A voté !

JE LES AI VUS À DEUX SUR UN VÉLO, LUI DEVANT, ELLE ACCROCHÉE À LUI, BALANÇANT SES JAMBES EN AVANT COMME SUR UNE BALANÇOIRE. Ils roulaient en zigzaguant un peu et en riant beaucoup, chahutés par les pavés de la rue Colbert. Ils venaient de se casser le nez à l’école primaire Anatole-France où, ils en étaient sûrs, se tenait leur bureau de vote.

Ils faisaient le tour du quartier, à la recherche d’une mystérieuse rue des Jocobins dont ils ignoraient jusqu’à l’existence. Smartphone en main, ils n’avaient pas tardé à revenir sur leurs pas, découvrant que la rue en question se trouvait à deux pas de leur point de départ.

« C’est au gymnase Anatole-France, en fait… » Ils avaient laissé sans l’attacher le vélo à l’entrée du bureau. Lui s’était rendu compte en entrant qu’il avait oublié sa carte d’identité chez lui. Il avait voulu renoncer et elle avait dit, non, vas-y cours, tu as le temps. Il était revenu un peu plus tard, essoufflé mais ravi. Il restait dix minutes avant la fermeture du bureau, on était large. Ils s’étaient demandé comment faire, quels bulletins prendre ?

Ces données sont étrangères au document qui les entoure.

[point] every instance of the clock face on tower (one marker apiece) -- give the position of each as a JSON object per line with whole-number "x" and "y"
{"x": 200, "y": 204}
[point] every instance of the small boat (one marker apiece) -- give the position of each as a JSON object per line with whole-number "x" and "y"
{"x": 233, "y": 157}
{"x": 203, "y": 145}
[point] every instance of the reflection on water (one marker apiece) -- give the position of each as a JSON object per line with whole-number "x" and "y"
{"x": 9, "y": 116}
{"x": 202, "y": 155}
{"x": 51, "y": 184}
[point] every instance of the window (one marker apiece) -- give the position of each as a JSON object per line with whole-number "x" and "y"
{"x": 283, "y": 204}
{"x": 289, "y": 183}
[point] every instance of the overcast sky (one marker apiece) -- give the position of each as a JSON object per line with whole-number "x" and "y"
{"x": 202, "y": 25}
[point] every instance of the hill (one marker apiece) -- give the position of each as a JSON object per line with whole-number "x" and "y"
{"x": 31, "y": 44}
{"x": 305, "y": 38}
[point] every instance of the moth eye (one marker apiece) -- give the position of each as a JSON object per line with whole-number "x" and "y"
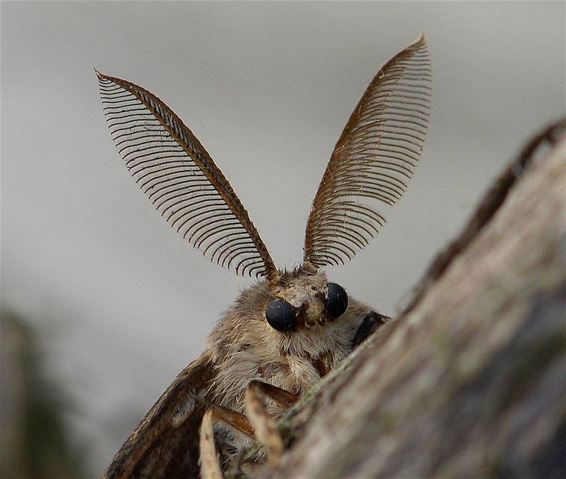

Les prendre tous ? « Pas écolo, tous ces papiers. » Ils avaient bien ri en entrant chacun dans leur isoloir. Ils s’étaient approchés de leur bureau, un peu intimidés. « Il faut aller où ? », « C’est écrit là, sur ta carte, regarde ! ». Et puis, ils avaient accompli pour la première fois le petit rituel républicain : l’identité, l’enveloppe, la signature. Et le monsieur, avec un petit regard complice avait dit : « A voté ».

Et cela, pour eux, voulait dire : « Est devenu adulte », « Peut faire entendre sa voix ». Rien de moins.